そして、これらのことは帰納から明らかである。
καὶ ἡ ἀρετὴ ἄρα ἡ τοιαύτη διάθεσις ἐστίν, ἣ γίνεταί τε ὑπὸ τῶν ἀρίστων περὶ ψυχὴν κινήσεων καὶ ἀφʼ ἧς πράττεται τὰ ἄριστα τῆς ψυχῆς ἔργα καὶ πάθη, καὶ ὑπὸ τῶν αὐτῶν πὼς μὲν γίνεται, πὼς δὲ φθείρεται, καὶ πρὸς ταὐτὰ ἡ χρῆσις αὐτῆς ὑφʼ ὧν καὶ αὔξεται καὶ φθείρεται, πρὸς ἃ βέλτιστα διατίθησιν.
したがって、徳もまた、そのような状態である。 すなわち、それは魂に関する最善の運動によって生じ、それに基づいて魂の最善の活動や感情が行われ、同じものによってある仕方で生じ、ある仕方で損なわれ、そしてそれを増大させもし損ないもするものに対してその使用が向けられ、それに対して最善の状態に置くような、そのような状態である。

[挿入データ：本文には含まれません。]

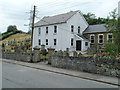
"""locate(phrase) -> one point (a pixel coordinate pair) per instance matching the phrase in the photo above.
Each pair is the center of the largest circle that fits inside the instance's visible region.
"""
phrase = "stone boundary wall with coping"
(17, 56)
(103, 66)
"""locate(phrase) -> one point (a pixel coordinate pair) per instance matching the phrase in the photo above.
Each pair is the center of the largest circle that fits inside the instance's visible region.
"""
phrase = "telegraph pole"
(33, 20)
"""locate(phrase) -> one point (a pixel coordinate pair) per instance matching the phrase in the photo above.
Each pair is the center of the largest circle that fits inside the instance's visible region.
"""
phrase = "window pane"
(39, 42)
(46, 29)
(92, 38)
(86, 43)
(54, 41)
(39, 30)
(72, 28)
(71, 41)
(55, 29)
(78, 29)
(46, 41)
(100, 38)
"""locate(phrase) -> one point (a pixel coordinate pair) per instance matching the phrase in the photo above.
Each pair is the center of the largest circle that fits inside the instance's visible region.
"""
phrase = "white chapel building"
(62, 32)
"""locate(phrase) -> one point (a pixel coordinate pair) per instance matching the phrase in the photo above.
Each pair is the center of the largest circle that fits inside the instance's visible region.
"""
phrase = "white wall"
(119, 9)
(63, 35)
(77, 20)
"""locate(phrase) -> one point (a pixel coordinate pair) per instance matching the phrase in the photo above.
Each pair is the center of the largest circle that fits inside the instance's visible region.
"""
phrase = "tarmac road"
(16, 76)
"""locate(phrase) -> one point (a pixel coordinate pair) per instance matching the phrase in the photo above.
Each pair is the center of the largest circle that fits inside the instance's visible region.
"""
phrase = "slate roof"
(61, 18)
(96, 29)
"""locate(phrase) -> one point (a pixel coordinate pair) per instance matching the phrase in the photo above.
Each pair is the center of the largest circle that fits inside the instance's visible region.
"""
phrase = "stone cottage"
(69, 31)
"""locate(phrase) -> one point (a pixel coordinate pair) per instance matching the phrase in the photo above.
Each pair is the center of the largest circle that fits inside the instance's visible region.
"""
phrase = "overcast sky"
(16, 12)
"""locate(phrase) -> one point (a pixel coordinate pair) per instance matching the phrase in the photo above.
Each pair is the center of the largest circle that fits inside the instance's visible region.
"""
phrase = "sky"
(17, 12)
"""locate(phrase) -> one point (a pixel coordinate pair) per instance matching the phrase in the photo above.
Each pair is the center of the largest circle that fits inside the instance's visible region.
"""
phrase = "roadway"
(16, 76)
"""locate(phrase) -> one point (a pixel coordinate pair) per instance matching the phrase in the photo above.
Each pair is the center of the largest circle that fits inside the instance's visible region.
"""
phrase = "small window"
(78, 29)
(46, 41)
(86, 43)
(39, 31)
(55, 41)
(100, 38)
(39, 42)
(71, 41)
(110, 37)
(46, 30)
(55, 29)
(92, 39)
(72, 28)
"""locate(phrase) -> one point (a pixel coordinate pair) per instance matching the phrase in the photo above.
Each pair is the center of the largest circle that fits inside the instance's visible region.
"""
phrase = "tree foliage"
(113, 25)
(92, 20)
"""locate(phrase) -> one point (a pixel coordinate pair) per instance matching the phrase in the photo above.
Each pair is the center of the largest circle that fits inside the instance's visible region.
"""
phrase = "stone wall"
(17, 56)
(104, 66)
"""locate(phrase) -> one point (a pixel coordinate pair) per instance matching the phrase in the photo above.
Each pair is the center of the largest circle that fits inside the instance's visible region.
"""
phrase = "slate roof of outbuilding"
(96, 29)
(61, 18)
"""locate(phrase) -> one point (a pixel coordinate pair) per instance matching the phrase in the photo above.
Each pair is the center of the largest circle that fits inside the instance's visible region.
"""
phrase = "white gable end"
(78, 20)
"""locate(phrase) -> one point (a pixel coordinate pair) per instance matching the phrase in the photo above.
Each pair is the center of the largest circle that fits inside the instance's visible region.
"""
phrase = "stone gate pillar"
(36, 54)
(50, 54)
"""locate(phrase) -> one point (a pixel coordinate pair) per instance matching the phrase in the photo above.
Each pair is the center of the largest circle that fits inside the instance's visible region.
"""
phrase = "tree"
(113, 25)
(92, 20)
(11, 28)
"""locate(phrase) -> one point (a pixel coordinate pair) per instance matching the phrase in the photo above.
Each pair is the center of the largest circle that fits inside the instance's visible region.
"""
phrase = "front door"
(78, 45)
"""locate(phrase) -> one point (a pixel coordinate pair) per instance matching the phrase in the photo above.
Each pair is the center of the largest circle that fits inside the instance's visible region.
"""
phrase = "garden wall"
(104, 66)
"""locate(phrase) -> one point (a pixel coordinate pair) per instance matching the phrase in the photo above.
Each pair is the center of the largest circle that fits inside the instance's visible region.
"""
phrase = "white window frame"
(72, 42)
(55, 29)
(79, 29)
(55, 43)
(108, 36)
(47, 43)
(39, 41)
(91, 39)
(39, 30)
(46, 30)
(99, 38)
(87, 44)
(72, 29)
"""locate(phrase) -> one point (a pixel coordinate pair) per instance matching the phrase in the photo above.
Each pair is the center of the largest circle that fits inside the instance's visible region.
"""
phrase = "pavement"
(89, 76)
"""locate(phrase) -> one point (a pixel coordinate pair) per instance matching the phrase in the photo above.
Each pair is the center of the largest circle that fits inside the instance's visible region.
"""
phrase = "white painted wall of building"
(63, 34)
(119, 9)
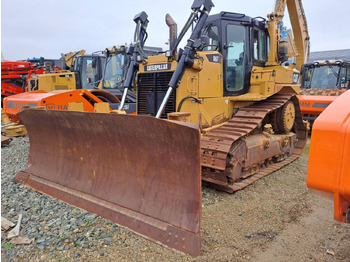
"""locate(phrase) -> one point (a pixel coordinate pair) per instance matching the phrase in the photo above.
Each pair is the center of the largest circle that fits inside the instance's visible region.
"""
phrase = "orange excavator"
(329, 165)
(223, 110)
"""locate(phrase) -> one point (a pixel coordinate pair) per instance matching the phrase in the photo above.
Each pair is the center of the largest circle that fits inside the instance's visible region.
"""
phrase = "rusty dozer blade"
(137, 171)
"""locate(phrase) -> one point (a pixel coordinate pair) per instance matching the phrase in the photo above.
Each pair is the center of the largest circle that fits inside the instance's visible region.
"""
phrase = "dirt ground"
(276, 219)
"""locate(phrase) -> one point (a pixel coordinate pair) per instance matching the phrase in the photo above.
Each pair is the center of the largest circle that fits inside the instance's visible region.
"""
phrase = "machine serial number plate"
(158, 67)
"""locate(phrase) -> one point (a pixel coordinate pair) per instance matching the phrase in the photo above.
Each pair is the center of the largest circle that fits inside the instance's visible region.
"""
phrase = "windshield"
(324, 77)
(114, 70)
(235, 57)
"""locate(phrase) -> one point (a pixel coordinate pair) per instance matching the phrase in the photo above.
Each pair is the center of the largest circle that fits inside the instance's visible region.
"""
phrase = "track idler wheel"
(283, 118)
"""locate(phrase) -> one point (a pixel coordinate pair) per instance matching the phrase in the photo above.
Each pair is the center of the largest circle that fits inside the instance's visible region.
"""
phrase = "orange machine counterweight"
(55, 100)
(329, 165)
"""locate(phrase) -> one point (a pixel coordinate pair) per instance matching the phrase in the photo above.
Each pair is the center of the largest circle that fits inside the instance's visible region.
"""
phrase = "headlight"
(295, 78)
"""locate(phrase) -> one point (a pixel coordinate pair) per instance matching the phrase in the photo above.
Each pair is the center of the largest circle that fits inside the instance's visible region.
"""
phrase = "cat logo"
(305, 104)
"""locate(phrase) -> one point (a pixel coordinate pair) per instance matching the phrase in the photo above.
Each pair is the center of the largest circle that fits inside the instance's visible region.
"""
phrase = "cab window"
(235, 58)
(212, 31)
(260, 45)
(345, 78)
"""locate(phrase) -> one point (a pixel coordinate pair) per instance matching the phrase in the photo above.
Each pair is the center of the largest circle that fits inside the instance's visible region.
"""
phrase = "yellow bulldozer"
(223, 110)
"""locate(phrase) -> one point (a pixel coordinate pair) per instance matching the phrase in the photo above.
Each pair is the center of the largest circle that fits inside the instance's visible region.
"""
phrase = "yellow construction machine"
(223, 109)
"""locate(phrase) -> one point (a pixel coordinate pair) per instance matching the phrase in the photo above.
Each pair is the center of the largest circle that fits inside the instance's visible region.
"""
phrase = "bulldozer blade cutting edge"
(140, 172)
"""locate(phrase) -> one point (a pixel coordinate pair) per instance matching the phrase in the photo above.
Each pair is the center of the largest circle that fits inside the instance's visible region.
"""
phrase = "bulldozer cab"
(88, 70)
(242, 41)
(114, 68)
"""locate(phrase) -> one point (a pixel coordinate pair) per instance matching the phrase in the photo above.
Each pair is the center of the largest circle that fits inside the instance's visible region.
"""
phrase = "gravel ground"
(276, 219)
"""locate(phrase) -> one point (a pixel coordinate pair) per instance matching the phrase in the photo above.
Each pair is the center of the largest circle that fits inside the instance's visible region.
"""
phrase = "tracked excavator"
(233, 117)
(92, 79)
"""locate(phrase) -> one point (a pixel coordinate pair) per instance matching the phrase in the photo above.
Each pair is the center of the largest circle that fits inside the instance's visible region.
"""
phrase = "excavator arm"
(298, 43)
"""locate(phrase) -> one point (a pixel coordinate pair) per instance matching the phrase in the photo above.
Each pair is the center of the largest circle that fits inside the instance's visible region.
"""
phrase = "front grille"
(151, 90)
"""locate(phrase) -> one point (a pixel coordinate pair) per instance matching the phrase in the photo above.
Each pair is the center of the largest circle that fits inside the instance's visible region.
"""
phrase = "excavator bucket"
(140, 172)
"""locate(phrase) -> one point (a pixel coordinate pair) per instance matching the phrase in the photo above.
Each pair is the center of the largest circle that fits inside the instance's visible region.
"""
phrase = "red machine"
(15, 74)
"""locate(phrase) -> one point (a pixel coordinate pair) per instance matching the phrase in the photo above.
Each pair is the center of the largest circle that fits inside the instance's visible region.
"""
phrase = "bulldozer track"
(217, 143)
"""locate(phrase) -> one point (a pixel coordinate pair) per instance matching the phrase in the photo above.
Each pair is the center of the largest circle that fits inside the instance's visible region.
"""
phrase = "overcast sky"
(34, 28)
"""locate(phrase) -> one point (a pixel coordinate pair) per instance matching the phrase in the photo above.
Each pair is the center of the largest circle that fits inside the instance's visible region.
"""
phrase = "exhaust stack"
(172, 30)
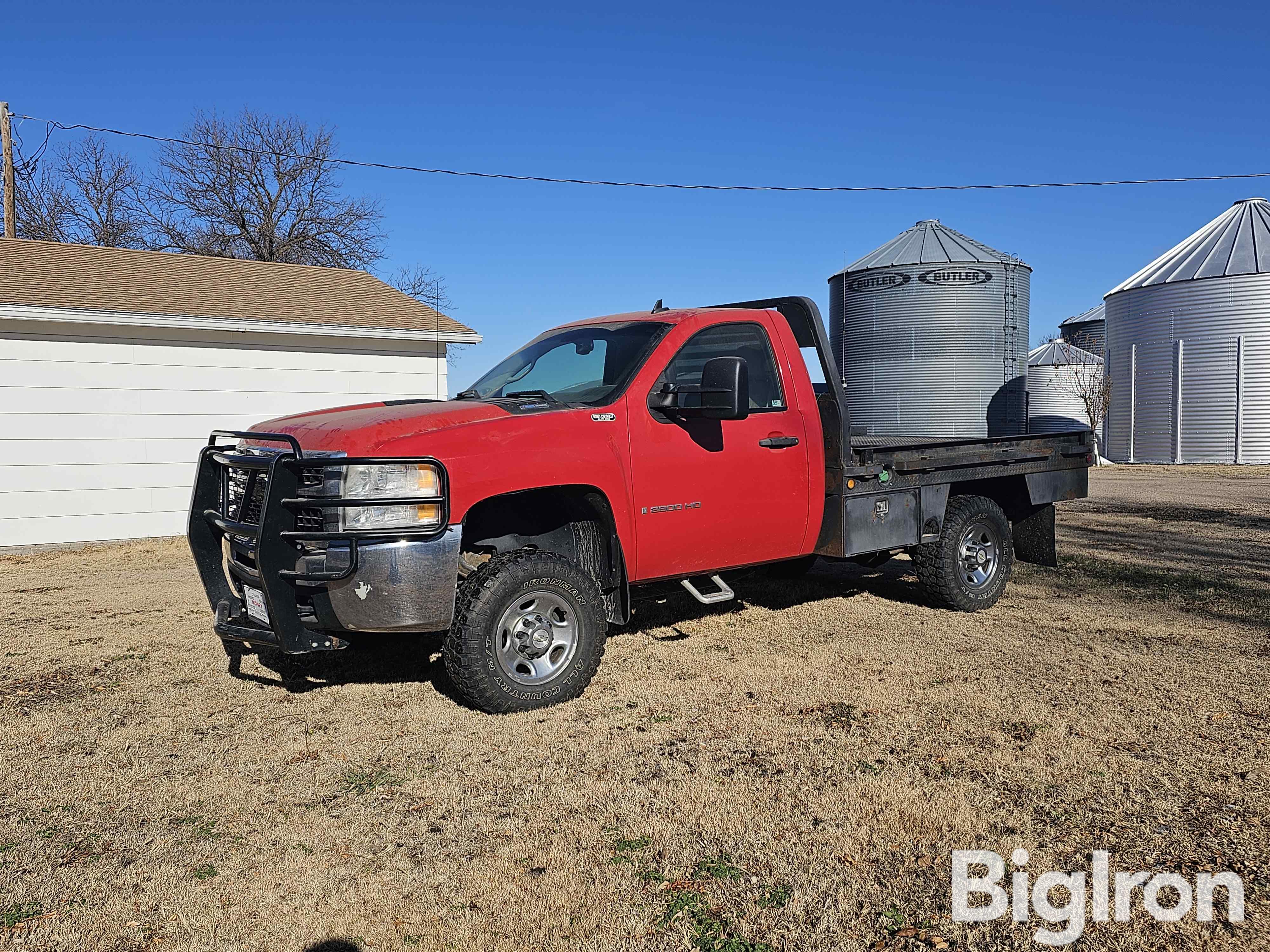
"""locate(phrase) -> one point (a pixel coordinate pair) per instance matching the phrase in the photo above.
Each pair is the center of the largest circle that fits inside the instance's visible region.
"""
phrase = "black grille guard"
(279, 543)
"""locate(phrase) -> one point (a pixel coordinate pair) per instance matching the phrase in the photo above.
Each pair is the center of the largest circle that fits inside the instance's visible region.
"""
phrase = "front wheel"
(529, 633)
(970, 567)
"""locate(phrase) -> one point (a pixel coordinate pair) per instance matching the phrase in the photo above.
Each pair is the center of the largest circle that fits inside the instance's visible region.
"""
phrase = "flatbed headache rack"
(279, 546)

σημεῖον δʼ ὅτι περὶ ἡδέα καὶ λυπηρὰ καὶ ἡ ἀρετὴ καὶ ἡ κακία· αἱ γὰρ κολάσεις ἰατρεῖαι οὖσαι καὶ γινόμεναι διὰ τῶν ἐναντίων, καθάπερ ἐπὶ τῶν ἄλλων, διὰ τούτων εἰσίν.
そして、徳も悪徳も快いものと苦しいものに関わっていることの兆候は、刑罰が、他の治療と同様に、反対のものを通じて行われる治療であり、これらを通じてなされることである。